Não há
paredes onde escrever o passado
Ardiam, altivos, os poços do amanhecer. Nas nuvens eles viam
os brancos dorsos de sol trazer a esperança aos que não souberam dormir. Para
as suas águas os longos corpos estendidos, os pés bailando nervuras nas bermas
da manhã. Lontras brancas como mágicos lençóis aspiravam a luz dos homens até
ao canto escondido do céu, a pele crua de gestos novos, ovos de febre liados
aos pulsos das jovens impalas que habitam o bosque da promessa. Então, de
repente, corrias o fogo pelo sorriso vertical dos espaldares que existiam para
ti, fazias um círculo rápido até ao zénite de uma manhã qualquer e saltavas do
tecto como uma ave ávida de vento.
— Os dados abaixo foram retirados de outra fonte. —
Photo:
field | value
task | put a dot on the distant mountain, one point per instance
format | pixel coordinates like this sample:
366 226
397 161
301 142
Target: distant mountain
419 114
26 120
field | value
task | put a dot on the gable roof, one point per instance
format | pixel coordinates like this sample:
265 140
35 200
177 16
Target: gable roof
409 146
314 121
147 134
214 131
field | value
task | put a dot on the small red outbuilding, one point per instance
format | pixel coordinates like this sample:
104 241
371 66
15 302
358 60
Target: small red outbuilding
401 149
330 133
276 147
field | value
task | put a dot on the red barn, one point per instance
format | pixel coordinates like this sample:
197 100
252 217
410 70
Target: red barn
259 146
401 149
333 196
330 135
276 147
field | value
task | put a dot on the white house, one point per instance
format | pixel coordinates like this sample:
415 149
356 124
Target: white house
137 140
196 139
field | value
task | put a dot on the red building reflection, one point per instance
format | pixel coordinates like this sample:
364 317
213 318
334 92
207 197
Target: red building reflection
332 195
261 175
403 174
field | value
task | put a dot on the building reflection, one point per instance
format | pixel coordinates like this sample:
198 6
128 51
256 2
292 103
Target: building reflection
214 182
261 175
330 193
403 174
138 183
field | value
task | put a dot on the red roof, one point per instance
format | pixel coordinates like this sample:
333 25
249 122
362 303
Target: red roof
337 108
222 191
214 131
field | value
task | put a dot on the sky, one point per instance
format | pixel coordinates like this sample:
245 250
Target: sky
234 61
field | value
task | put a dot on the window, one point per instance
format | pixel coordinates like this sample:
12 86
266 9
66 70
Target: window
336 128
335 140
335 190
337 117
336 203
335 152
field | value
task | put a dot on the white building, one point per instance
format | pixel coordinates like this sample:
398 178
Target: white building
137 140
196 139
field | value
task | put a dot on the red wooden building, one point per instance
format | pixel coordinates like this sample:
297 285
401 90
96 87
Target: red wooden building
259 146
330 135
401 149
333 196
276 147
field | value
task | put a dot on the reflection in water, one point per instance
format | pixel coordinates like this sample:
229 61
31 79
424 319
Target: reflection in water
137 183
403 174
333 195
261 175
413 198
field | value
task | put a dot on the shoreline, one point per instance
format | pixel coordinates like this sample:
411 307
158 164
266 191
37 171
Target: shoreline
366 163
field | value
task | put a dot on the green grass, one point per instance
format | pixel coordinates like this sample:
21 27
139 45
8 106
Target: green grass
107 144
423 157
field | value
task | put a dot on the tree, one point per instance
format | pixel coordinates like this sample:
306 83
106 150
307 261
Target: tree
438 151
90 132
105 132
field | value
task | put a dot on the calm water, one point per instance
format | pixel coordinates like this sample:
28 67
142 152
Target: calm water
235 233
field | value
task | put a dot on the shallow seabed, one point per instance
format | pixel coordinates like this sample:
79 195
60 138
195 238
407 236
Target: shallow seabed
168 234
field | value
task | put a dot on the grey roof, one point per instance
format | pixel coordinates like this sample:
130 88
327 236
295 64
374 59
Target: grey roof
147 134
Ninguém gritava na rua. As casas não tinham
paredes, via-se até ao fim da rua, eram casas claras cheias de mãe. E o
universo estrelas trôpegas numa folha de papel, riscos amarelos que às vezes
diziam olá.
Ainda sentes o vento daquela praia azul raiar-te o sorriso
histérico, fazer-te as pernas esquecerem-se dos nomes das coisas e abrir-te
muito os olhos dentro do oráculo fosforescente da água. Mas por mais que
espreites nunca verás a guilhotina suspensa dentro do segredo do passado. Tu
esticas a flecha até ao esgar do sangue, mas ela não atravessa o eco, só se perde
para o futuro.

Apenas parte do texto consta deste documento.